La Ética Reflejada En La Participación Social Del Empresario

La participación social del empresario traza un puente necesario entre el derecho y la ética; es decir, entre lo que es obligatorio y lo que es justo. El sector empresarial, al igual que cualquier otro sector, debe hacerse cargo de los impactos que sus decisiones y actividades tienen en la sociedad y el medio ambiente. Si bien es cierto que la producción empresarial colabora mediante la creación de empleos y de bienes y servicios, la responsabilidad política y social que recae en sus manos es mucho mayor que en el pasado. La globalización nos impone una nueva ciudadanía, pero ello no implica menoscabar nuestro compromiso con la territorial.

Todos los sectores y sensibilidades sociales pueden participar en las decisiones que afectan al medio ambiente. Ya no se trata de asumir un proyecto desarrollista limitado a una causa o a una comunidad, la participación social empresarial consiste en la defensa de los valores patrióticos, éticos, productivos y políticos que la sociedad ha hecho suyos. La institucionalidad de las empresas debe orientarse a aportar soluciones a las problemáticas colectivas de la comunidad, la ciudad y la nación. La ética tiene un factor multiplicador que potencia los resultados negativos y positivos. Por lo tanto, el empresario tiene la responsabilidad social de ser ejemplo de buenos valores. Esta es una premisa que debe llevar a cabo, en primera instancia, de manera individual. El empresario tiene la responsabilidad de:

  • Crear espacios donde las personas obtengan crecimiento personal.
  • Tratar de ser personas justas y prudentes.
  • Promover el desarrollo social.

El empresario es un artista y su obra es la empresa. Su tarea es manejarla a partir de sus propios valores y fomentar la participación social, ya que la indiferencia es el enemigo del desarrollo de cualquier país. Esta indiferencia social se debe, principalmente, a un desencanto propio de la modernidad que recae en los malos gobernantes. El papel de los políticos a lo largo de la historia puertorriqueña es una de las grandes consecuencias de la escasa participación ciudadana. No obstante, esta ausencia de “fe” en las instancias gubernamentales tiene una doble función reparadora:

  • Hace que la población vuelque sus ojos hacia la empresa.
  • Se incrementen las expectativas de las personas en cuanto al papel del empresario y su colaboración.

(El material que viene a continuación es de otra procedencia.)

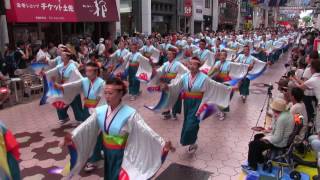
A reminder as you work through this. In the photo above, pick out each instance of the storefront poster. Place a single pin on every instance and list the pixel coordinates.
(62, 11)
(188, 8)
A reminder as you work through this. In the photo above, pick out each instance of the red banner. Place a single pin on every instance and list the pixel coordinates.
(188, 8)
(62, 11)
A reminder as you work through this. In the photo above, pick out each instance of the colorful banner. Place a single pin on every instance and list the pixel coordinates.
(188, 8)
(62, 11)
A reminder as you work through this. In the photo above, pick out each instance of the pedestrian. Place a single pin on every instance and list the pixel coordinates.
(131, 148)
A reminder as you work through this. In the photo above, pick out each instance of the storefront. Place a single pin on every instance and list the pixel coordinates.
(60, 21)
(228, 12)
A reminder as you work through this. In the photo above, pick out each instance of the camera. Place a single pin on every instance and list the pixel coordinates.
(270, 88)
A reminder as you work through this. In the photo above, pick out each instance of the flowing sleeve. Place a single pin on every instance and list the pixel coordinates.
(258, 69)
(205, 68)
(121, 67)
(143, 154)
(153, 84)
(182, 69)
(144, 72)
(71, 89)
(238, 70)
(52, 73)
(155, 55)
(84, 138)
(168, 98)
(215, 94)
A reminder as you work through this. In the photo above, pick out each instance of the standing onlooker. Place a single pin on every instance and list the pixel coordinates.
(309, 99)
(53, 50)
(43, 54)
(100, 49)
(21, 55)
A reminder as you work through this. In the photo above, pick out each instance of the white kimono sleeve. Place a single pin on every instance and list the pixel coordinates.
(168, 98)
(205, 68)
(70, 92)
(258, 66)
(84, 138)
(144, 71)
(215, 93)
(52, 73)
(144, 150)
(155, 55)
(238, 70)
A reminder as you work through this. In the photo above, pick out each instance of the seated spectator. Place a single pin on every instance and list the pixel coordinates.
(43, 54)
(282, 127)
(4, 90)
(298, 107)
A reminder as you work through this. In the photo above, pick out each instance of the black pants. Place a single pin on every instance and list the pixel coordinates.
(256, 148)
(309, 102)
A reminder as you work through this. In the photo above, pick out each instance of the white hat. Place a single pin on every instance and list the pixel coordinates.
(279, 105)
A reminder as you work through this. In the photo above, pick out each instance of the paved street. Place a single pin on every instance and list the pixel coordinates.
(222, 144)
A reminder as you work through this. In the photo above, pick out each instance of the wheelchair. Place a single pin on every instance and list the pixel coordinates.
(288, 159)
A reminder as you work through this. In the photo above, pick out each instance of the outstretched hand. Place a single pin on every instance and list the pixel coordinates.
(67, 141)
(168, 147)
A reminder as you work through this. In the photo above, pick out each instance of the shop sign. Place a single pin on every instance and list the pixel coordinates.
(62, 11)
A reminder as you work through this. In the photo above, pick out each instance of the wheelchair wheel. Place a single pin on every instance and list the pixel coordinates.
(295, 175)
(268, 167)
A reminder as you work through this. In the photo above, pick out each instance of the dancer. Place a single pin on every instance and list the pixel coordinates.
(245, 58)
(64, 73)
(131, 148)
(166, 73)
(198, 92)
(9, 155)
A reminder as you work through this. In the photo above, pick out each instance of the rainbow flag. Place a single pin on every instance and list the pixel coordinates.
(49, 91)
(38, 67)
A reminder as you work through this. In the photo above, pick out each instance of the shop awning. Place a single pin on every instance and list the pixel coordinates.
(62, 11)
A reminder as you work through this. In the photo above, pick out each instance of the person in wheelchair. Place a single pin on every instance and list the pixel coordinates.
(298, 108)
(282, 127)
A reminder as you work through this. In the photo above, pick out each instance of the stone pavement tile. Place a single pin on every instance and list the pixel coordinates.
(28, 163)
(229, 171)
(223, 145)
(221, 177)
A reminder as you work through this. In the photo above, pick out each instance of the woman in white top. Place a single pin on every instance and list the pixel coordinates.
(298, 108)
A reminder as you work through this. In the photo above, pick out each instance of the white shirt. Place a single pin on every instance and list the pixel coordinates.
(314, 84)
(101, 48)
(307, 75)
(42, 56)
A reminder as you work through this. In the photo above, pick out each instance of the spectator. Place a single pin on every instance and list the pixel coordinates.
(4, 90)
(298, 107)
(53, 50)
(100, 48)
(309, 98)
(282, 127)
(43, 54)
(21, 55)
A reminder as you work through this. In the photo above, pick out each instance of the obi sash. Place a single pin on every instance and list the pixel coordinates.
(134, 60)
(245, 60)
(169, 72)
(194, 91)
(58, 60)
(90, 91)
(111, 134)
(65, 72)
(223, 74)
(203, 54)
(90, 103)
(169, 76)
(115, 142)
(191, 95)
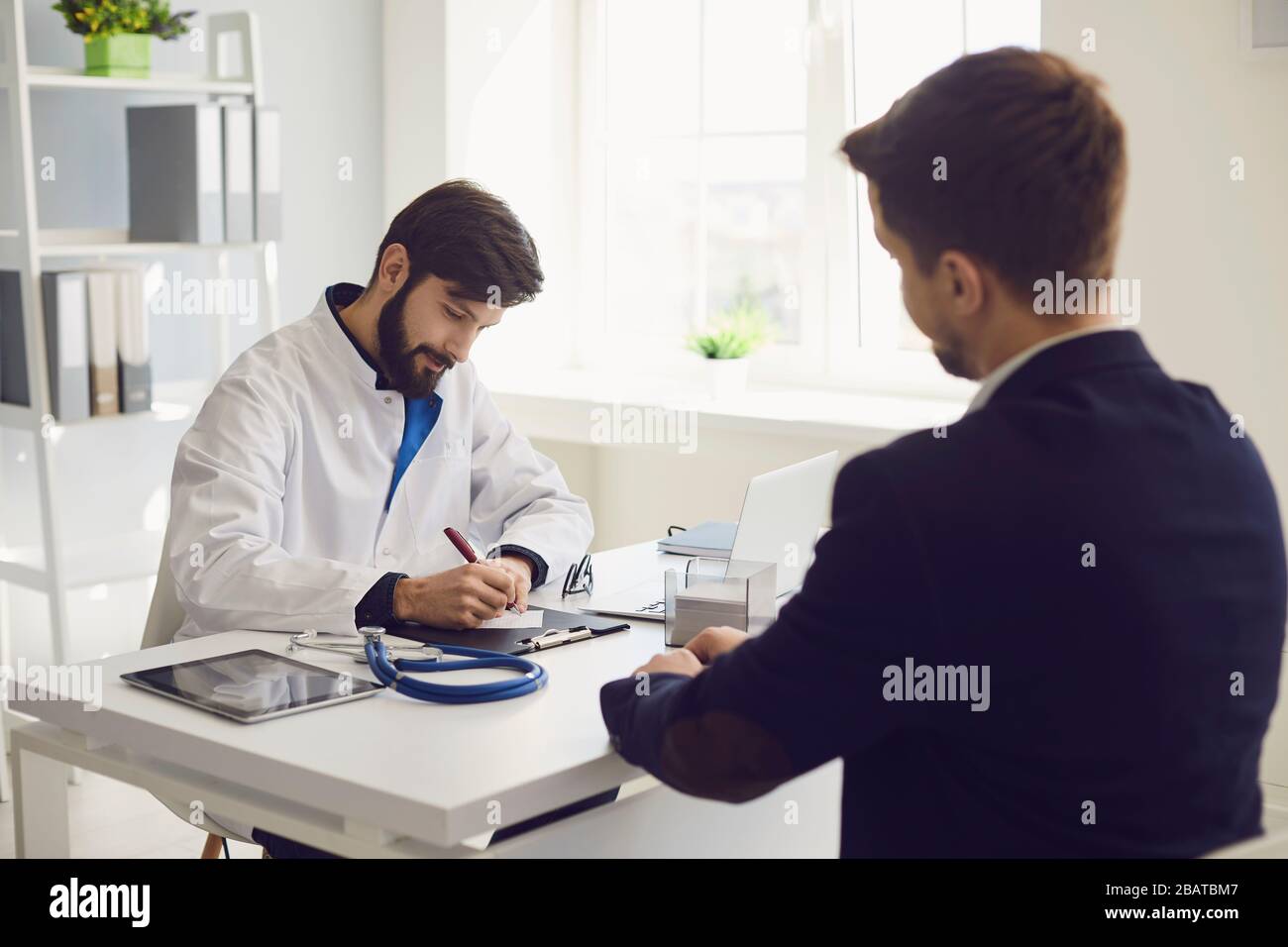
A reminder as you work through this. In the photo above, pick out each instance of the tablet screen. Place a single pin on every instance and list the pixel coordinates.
(252, 684)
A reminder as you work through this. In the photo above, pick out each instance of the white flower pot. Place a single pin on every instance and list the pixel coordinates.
(725, 377)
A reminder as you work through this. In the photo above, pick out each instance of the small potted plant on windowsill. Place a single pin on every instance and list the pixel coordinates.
(119, 33)
(728, 343)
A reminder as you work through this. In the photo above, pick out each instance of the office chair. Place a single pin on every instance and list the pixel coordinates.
(165, 616)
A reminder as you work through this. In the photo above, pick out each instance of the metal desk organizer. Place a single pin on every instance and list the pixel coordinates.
(719, 591)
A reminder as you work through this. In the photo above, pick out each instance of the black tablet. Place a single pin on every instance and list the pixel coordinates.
(253, 685)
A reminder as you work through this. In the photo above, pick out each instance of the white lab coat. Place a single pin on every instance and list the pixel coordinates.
(277, 501)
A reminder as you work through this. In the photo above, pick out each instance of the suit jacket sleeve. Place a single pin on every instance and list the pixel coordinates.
(811, 685)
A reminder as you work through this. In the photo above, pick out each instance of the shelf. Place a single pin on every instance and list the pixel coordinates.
(86, 562)
(53, 77)
(16, 416)
(114, 243)
(179, 401)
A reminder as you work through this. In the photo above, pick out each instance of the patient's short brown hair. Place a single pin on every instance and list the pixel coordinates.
(1033, 163)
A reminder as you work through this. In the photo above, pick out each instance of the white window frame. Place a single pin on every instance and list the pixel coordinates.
(828, 354)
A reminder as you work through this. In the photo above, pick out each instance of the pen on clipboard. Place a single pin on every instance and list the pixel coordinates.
(468, 553)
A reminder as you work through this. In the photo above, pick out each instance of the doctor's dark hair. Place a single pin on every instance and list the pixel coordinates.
(1030, 159)
(464, 235)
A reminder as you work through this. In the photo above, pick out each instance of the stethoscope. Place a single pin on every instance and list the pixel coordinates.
(391, 671)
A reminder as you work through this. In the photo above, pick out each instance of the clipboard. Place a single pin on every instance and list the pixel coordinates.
(509, 641)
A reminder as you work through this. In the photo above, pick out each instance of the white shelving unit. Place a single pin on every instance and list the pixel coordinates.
(54, 567)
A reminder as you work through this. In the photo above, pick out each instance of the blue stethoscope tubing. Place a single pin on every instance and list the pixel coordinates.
(393, 674)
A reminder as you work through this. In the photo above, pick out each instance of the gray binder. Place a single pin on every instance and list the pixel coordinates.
(13, 350)
(239, 174)
(175, 172)
(67, 344)
(268, 174)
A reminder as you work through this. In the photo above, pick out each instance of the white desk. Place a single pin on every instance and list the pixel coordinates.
(390, 776)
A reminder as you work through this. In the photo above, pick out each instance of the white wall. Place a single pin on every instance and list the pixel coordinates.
(1210, 252)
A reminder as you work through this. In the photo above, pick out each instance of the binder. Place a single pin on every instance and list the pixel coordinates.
(268, 174)
(176, 185)
(67, 344)
(133, 342)
(13, 350)
(239, 174)
(103, 381)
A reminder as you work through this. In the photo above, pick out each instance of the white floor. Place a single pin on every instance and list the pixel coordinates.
(115, 819)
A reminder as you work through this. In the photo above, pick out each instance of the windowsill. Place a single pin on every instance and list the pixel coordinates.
(558, 406)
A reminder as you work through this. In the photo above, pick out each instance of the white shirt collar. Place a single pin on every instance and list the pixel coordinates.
(995, 379)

Lo anterior incentiva al empresario a trabajar a partir de buenas prácticas y apegado a una ética de transparencia. En cualquier negocio se requiere, además de la inversión, los activos financieros y los recursos humanos de un capital social, constituido por la reputación y la confianza. Los modelos de negocio bien planteados son grandes contribuyentes del desarrollo económico y social. No sólo crean riqueza y satisfactores a un precio justo y razonable, sino que promueven el crecimiento personal y social. Un modelo ético de negocio es una alternativa muy sana para:

  • Combatir la pobreza.
  • Promover una sociedad mucho más justa.
  • Crear espacios que den pauta a la transparencia.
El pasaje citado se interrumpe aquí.